SAM 935 is a portable radiation detection and identification device. It uses gamma spectroscopy with room temperature NaI detectors, and QCC, Quadratic Compression Conversion, algorithms to identify multiple isotopes in realtime and below background (it subtracts the background). The SAM, surveillance and monitoring, is able to capture even transient phenomenon such as in portal situations because it captures spectra in short time segments and produces a response from spectra with each time segment. Conversely, if the SAM is in a moving vehicle, it can quickly scan an area as the vehicle moves. The first line responder can email the SAM 935 data report for further analysis.

An upgrade to the SAM 935, the SAM 940, uses a LaBr3 detector that has better resolution than a NaI detector. Additionally, the SAM 940 offers one-hand operation and a better display. An advantage of LaBr is clearly seeing the gamma and x- ray peaks of plutonium. The one highly penetrating NaI peak of Pu239 is now clearly separated into three easily recognized peaks with LaBr. The first line responder can email the SAM 940 data report (complete with GPS data, ANSI N42.42 compliant) for further analysis.

References
 Wiley Interscience "Delineation of radioactive contaminants using expedited field characterization equipment"
 http://www.iop.org/EJ/abstract/0952-4746/27/3A/S04 "Development and use of radiation detection technology for buried seabed particles" which uses a remotely operated vehicle
 https://voa.marad.dot.gov/programs/ns_savannah/docs/Character_Survey_Report/NSS_Char_Rpt_App_P%20Pg%20724-735.pdf "Radiological Sampling and Gamma Scans Aboard the N/S SAVANNAH"
 http://www.health-physics.com/pt/re/healthphys/abstract.00004032-200302001-00012.htm;jsessionid=LvdYRmY23J6PnyQJSmMlJchQznhK1JMbghdpDm5zpsqCwgXL1XsZ!-1052912739!181195629!8091!-1"Worker and Environmental Protection Issues in the Remediation Of an Abandoned Source Manufacturing Facility."
 RKB SAM 935 Page --  https://www.rkb.us/contentdetail.cfm?content_id=102281

The SAM 935 and SAM 940 are a pair of instruments utilized to search, detect, identify, and quantify gamma radiation.  These instruments are typically utilized in the field; however, some emergency response agencies incorporate these and other instruments into emergency response vehicles designed to monitor events such as the Super Bowl, World Series, and political conventions.

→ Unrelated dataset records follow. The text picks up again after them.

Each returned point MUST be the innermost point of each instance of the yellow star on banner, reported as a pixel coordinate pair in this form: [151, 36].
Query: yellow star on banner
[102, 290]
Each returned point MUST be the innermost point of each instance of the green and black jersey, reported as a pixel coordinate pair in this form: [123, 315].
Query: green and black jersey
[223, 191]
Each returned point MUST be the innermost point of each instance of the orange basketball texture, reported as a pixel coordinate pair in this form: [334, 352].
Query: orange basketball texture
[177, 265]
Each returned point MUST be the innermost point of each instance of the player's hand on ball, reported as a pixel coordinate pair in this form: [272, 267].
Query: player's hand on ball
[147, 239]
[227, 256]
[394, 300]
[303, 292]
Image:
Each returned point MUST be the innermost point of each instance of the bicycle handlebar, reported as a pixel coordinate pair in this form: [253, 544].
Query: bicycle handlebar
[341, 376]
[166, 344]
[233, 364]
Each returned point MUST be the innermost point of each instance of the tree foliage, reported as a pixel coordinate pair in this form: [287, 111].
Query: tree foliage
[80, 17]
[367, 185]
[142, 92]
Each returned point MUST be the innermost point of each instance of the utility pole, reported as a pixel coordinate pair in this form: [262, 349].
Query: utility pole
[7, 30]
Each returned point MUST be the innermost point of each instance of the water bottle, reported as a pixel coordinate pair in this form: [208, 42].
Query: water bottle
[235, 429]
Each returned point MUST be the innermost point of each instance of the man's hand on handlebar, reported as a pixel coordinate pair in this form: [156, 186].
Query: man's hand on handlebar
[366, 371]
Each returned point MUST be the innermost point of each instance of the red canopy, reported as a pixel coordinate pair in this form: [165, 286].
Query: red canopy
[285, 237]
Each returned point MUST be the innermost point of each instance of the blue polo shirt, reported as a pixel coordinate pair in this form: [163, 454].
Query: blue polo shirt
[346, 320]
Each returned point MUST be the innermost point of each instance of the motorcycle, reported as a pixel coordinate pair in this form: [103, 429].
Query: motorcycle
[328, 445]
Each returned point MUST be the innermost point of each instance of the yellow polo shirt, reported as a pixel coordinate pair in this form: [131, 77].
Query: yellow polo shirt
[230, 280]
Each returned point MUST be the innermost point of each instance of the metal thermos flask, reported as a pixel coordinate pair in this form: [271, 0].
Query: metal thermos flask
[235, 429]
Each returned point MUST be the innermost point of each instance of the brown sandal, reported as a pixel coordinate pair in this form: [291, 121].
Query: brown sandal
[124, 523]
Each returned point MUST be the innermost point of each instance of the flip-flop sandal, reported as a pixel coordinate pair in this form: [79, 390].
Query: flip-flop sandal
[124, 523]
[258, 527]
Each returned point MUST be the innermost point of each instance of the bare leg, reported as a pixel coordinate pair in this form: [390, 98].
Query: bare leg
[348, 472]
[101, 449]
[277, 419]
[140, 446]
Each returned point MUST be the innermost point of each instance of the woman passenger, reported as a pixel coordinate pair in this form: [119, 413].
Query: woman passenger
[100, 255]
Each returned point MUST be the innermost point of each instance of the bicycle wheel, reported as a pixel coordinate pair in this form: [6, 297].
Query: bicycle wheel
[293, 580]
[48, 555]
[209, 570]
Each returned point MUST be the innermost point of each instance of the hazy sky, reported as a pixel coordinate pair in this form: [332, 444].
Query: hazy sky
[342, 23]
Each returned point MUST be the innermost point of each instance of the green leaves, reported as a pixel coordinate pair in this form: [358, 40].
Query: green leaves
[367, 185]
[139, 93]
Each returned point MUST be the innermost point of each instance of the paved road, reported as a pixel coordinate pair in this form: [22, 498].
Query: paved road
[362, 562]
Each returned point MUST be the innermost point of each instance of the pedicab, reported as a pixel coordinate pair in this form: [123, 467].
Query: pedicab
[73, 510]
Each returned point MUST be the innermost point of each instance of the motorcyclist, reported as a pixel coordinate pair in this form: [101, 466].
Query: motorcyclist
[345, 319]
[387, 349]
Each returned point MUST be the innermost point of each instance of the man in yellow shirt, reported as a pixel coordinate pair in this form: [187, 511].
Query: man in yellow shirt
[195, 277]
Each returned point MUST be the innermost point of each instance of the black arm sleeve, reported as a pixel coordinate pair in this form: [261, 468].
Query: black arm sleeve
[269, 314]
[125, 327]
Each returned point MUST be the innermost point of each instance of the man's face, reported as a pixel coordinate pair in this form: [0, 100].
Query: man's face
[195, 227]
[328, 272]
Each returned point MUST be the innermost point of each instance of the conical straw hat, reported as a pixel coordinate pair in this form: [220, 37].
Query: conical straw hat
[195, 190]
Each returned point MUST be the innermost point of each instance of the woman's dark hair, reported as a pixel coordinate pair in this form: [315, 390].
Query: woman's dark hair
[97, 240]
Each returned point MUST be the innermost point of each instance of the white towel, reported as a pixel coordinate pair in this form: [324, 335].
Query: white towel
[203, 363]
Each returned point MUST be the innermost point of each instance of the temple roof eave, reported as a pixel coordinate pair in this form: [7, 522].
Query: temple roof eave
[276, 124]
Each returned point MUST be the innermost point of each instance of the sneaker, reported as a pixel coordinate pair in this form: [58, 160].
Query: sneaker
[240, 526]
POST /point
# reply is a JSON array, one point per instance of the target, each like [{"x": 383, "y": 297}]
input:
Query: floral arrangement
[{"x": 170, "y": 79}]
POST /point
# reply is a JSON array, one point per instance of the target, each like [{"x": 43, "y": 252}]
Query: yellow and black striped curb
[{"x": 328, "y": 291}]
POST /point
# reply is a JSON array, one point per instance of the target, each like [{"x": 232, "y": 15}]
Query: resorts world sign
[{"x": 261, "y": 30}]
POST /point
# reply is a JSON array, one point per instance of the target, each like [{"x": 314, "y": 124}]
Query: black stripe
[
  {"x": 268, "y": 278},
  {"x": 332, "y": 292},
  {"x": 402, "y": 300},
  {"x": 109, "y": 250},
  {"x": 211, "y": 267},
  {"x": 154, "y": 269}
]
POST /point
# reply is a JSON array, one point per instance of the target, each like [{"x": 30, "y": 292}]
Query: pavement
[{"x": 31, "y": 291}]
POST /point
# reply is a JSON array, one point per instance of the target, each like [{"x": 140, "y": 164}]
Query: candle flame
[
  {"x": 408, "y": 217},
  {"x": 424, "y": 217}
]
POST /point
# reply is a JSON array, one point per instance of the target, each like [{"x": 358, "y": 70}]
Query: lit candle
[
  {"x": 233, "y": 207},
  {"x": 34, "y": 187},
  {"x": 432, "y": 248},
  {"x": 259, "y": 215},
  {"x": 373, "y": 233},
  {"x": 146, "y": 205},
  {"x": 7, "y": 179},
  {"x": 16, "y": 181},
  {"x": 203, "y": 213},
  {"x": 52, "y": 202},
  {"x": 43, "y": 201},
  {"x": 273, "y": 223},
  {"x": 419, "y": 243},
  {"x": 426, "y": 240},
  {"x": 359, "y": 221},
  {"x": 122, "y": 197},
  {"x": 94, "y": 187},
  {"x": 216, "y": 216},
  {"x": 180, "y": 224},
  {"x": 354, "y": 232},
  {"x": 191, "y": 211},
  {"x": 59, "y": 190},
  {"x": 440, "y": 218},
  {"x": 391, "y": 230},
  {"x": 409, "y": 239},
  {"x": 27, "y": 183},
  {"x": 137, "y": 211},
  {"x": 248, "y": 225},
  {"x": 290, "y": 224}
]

Typically, the users of the equipment are trained, educated, and highly specialized operatives from the City, State, or Federal Agencies.  The equipment is monitored, evaluated, and calibrated monthly when necessary.  It is common for agencies such as fire, and police agencies to create job aids when training current employees, or placing the equipment under new ownership as department duties change.